Sunday, January 29, 2017

Fortnightly Book, January 29

Somewhere in the world there is defeat for everyone. Some are destroyed by defeat, and some made small and mean by victory. Greatness lives in one who triumphs equally over defeat and victory.

When John Steinbeck was a boy, his favorite book was the Caxton edition of Malory's Le Morte d'Arthur. The book gave him a lifelong passion for King Arthur and his knights, so it is unsurprising that he had a continuing interest in the legends in all their shapes and forms. But he found that what he thought was most needed, did not seem to exist at all: a work that captured the charm of Malory for the present age. There have been various adaptations in various stages of irony; but these are really all just comments on our time. There have been various pageantries or extravagances; but these by their very nature put a distance between the viewer and the viewed. What Steinbeck wanted was something that reworked Malory to show it not as a comment on our own age, nor as a costume drama, but as a universal story. In the late 1950s he began on precisely such a project. He would never finish it. It's difficult to say why, but a stroke and recovery from it seems to have broken his momentum, and at some point he set it aside to work on his novel, The Winter of Our Discontent. The critics found that novel a disappointment, and when he received the Nobel Prize for Literature in 1962, it was followed by nonstop critical attacks and mockery. He did not write any more fiction after that, and one of the casualties seems to have been his Arthur cycle. The Acts of King Arthur and His Noble Knights breaks off with the death of chivalry in the tale of Lancelot, with Lancelot, at the height of his reputation, weeping at the loss of his honor over Guinevere. It would be published posthumously in 1976 -- to that polite critical approval that is worse than disparagement, the kind that regards a work as being of no interest of itself, but only for the light it sheds on the author. There has been some movement in the past few years, though, to reconsider the work.

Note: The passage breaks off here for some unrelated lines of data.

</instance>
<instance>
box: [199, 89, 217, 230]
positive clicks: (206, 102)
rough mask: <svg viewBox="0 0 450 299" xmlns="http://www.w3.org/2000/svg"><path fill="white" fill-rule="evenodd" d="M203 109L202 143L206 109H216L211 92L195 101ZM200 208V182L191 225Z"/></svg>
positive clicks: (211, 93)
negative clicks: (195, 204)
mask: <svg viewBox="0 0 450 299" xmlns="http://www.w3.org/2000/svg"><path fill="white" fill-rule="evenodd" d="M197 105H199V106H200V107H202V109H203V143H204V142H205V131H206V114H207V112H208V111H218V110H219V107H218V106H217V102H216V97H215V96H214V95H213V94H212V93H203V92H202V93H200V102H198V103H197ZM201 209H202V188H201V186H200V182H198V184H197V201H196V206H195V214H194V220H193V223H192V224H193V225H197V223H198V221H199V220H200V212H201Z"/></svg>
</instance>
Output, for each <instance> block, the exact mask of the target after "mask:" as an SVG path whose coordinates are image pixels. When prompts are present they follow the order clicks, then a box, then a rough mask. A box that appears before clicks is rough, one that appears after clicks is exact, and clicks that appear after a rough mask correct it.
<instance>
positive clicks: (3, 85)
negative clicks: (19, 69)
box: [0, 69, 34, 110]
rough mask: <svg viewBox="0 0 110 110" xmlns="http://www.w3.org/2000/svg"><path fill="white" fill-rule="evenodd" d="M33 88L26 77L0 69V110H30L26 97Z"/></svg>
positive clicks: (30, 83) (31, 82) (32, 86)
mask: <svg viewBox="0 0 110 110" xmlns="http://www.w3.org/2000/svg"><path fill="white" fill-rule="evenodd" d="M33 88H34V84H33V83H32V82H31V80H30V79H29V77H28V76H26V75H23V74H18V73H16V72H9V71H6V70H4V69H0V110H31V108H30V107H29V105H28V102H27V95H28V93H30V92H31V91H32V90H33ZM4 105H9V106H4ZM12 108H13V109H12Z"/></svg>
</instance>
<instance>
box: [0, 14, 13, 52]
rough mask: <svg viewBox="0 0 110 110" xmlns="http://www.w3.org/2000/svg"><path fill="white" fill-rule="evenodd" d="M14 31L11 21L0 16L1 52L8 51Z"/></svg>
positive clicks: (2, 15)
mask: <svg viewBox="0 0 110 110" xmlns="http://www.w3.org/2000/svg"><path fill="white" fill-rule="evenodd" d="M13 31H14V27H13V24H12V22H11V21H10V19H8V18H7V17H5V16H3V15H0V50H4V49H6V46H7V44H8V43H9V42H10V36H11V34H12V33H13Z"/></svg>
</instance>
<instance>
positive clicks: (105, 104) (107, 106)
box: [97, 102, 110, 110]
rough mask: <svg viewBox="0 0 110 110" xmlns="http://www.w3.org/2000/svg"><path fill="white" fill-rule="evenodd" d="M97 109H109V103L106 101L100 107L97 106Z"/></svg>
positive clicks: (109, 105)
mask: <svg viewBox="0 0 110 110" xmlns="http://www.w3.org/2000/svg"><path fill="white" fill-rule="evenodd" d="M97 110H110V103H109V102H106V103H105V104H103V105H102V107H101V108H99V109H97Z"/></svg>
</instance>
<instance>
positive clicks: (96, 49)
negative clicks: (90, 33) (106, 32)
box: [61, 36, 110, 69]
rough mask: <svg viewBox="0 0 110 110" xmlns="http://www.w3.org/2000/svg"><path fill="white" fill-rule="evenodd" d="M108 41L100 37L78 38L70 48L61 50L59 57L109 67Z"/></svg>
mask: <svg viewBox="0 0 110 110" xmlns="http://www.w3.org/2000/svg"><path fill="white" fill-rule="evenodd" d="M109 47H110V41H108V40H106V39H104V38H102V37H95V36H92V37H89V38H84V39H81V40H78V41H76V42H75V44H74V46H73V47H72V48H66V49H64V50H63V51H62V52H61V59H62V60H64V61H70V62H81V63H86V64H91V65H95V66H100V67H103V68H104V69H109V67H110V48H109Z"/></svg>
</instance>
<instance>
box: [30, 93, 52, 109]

It is, in any case, perhaps appropriate to a work that more than anything expresses Steinbeck's view that the noblest causes are sometimes the ones that will inevitably fail.

There are a number of different versions of La Morte d'Arthur, but the one that has been most often taken as the standard through the years has been Caxton's original publication. In the 1930s, however, a discovery was made of a manuscript of the work that bears a number of very different features from that which Caxton actually printed; this, known as the Winchester Manuscript, is usually thought to be either the original or a copy closer to the original, and was probably the manuscript that Caxton gave himself rather free hand to revise as he was printing it. It is also the version on which Steinbeck based his work. The work is not a slavish rendering; Steinbeck held that presenting the legend to twentieth-century sensibilities required reworking how the story was presented, a reworking that is sometimes quite thorough. But it is intended to be very faithful to the essentials of that story, and is based on Steinbeck's having steeped himself in the study of all things Malorian.